A discipleship-less life is a life that doesn’t understand and/or observe the authority of Christ.
It is vital that we work to make sure our leaders of disciples of Christ because they will be disciples of something or someone. Discipleship isn’t optional, and it’s happening every moment in the life of every person.
Creating A Discipleship Culture
A discipleship culture happens at the intersection of community and challenge. Mark 3:14 says Jesus called His disciples to be with him and to send them out to preach challenge.
Community is inviting a select group of people to do life with you. It’s to see a movie together, go grocery shopping, hang out at a coffee shop, etc. This is like being a nurturing parent – caring for them. It’s these moments that show the disciple you love them for who they are.
Challenge is challenging a select group of people to grow in their faith. It’s to correct wrong attitudes and behaviors, encouraging them to share their faith, asking them have they been consistent in their devotion life, seeing what sins they’ve been struggling with, etc. This is like being an exhorting parent – coaching them. It’s these moments that show the disciple you believe in who God has called them to be.

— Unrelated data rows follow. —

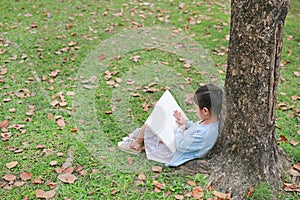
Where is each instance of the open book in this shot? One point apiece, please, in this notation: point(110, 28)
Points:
point(162, 122)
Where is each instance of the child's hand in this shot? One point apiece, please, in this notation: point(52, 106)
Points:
point(178, 118)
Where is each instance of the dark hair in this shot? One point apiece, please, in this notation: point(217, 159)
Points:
point(209, 96)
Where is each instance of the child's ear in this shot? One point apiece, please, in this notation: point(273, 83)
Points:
point(205, 110)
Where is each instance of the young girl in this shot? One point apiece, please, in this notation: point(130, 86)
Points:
point(192, 139)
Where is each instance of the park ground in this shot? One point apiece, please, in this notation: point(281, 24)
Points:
point(45, 48)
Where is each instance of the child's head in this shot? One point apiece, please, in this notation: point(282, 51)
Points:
point(209, 96)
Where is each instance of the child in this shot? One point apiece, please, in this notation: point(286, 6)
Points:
point(192, 140)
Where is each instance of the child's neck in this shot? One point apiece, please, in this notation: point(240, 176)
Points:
point(210, 119)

If the culture of your discipleship is only “community,” you’ll create comfortable and complacent followers. If the culture of your discipleship is only “challenge,” you’ll create performance and legalistic followers. If the culture of your discipleship has both you’ll create loving and committed followers.
There is much to say about discipleship systems and methods, but all of that is relative to your church rhythms. Honestly, there is no perfect “method” and no perfect “system.” What’s more important is creating a discipleship culture which is why I’ll leave you with the above.
May we continue to raise the greatest generation of leaders this world has ever seen.
And may they all be mature disciples.